In an interview with The STAR, GMA Network chairman Felipe Gozon said that there is still a very small percentage of the Philippine population that has access to television sets that can receive digital transmission.
“As far as we are concerned, our system is already digital-ready. It is not even sensitive to the particular technology that will be adopted eventually by the National Telecommunications Commission (NTC). But once the networks shut down analog transmission, a big part of the population will not be able to use their TV sets,” he emphasized.
TV5 president Ray Espinosa echoed the sentiments of Gozon, saying that it will be the viewing public that will be hit by the shift to digital.
Set-top boxes are required for TV sets that are not digital ready and without the boxes, these sets will not receive broadcast transmission. Japan, which has been pushing for the adoption of the ISDB-T technology, has reportedly offered to produce the set-top boxes locally in order to further bring down cost, in addition to other assistance(both technical and financial).
According to an NTC official, the country’s migration to digital TV is set to start next year with Metro Manila pioneering the process.
Sources revealed that an NTC technical working group (TWG) is currently drafting the rules for the adoption of the Japanese ISDB-T as the technology that will be used by all broadcasting companies for the shift to digital terrestrial TV broadcasting. As planned, analog transmission will be shut down not later than 2015.
NTC deputy commissioner Carlo Juan Martinez said in an interview that the agency will be coming up with the implementing rules and regulations by June, which will fire up the setting up of antenna and TV towers that will transmit digital signals to the households.
 “We can introduce it within the year or next year, the sooner the better,” Martinez said.
He added that the technical group will be reviewing the IRR issued by the previous TWG to update the digital technologies and incorporate the emerging ones.
 “We plan to identify certain areas like Metro Manila, Cebu, Davao and other key cities to kick off the digital. From then on, we can proceed to smaller cities and municipalities.
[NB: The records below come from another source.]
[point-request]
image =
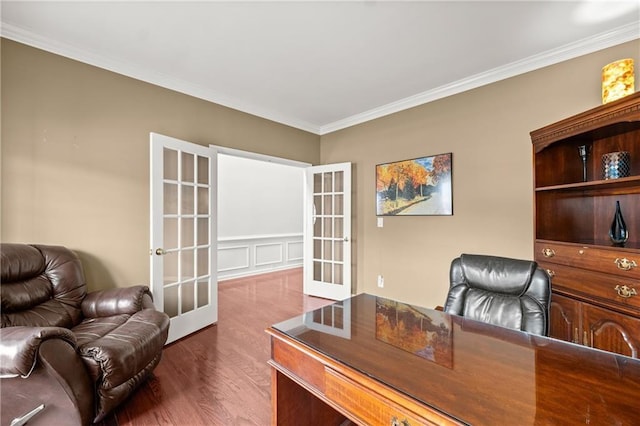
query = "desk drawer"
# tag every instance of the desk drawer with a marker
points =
(367, 406)
(609, 260)
(606, 289)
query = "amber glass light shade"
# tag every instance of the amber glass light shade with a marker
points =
(617, 80)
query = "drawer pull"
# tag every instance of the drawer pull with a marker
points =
(548, 252)
(626, 292)
(625, 264)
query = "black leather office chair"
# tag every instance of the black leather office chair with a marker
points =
(507, 292)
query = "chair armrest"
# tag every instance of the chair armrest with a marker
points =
(19, 347)
(105, 303)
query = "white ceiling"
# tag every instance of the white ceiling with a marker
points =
(321, 66)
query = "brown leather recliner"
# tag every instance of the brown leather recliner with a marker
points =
(79, 354)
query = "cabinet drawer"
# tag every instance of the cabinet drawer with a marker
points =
(368, 407)
(597, 287)
(609, 260)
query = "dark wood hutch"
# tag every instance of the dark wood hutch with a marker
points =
(596, 285)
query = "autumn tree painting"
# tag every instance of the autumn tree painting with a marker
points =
(421, 186)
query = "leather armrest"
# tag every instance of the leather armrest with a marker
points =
(128, 300)
(19, 347)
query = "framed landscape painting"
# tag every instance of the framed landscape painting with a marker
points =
(417, 187)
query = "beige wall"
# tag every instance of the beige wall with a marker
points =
(487, 130)
(75, 156)
(75, 164)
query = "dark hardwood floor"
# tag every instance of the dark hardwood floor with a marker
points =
(219, 375)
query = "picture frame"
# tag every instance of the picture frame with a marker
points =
(416, 187)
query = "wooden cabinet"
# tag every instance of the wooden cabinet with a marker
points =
(594, 326)
(596, 285)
Once we determine that 85 percent of the viewing public has digital boxes installed in their TV units or that they already have digital TVs, that will be the time that we’ll shut off the analog,” he said.
According to him, the Philippines will be following Japan’s strategy in digitalizing its TV households which were done in phases.
He said Japan took nine to 10 years from the start of digitalization to fully shut off its analog TV systems and migrate its households to digital TV.
Martinez also revealed that there is no agreement signed yet between the Philippines and Japan but the latter submitted a proposal to the NTC offering technical assistance to the government and private companies.
The regulator earlier said Japan has offered to subsidize the transition from analog to digital TV of government channels through provision of equipment and training.
The Japanese proponents are also studying the possibility of manufacturing the set top boxes here in the Philippines which are now priced at $10 each.
Japan earlier said it is ready to provide the Philippines with technical assistance and necessary equipment for the country’s shift to digital TV.
However, it said the possibility of providing financial assistance to local TV stations cannot be assured yet as the draft offer submitted to the government only includes sharing of expertise through technical training.
Japan’s first secretary for transport and economic affairs Masaoki Shirai in an interview with The STAR outlined the various advantages of the ISDB-T (Japanese system), comparing it to the one being offered by the Europeans (DVB).
Shirai noted that the ISDB-T offers an efficient frequency utilization and mobile TV service, which is not possible under DVB. - Mary Ann Ll. Reyes, dated 27 February 2011, 12:00 AM.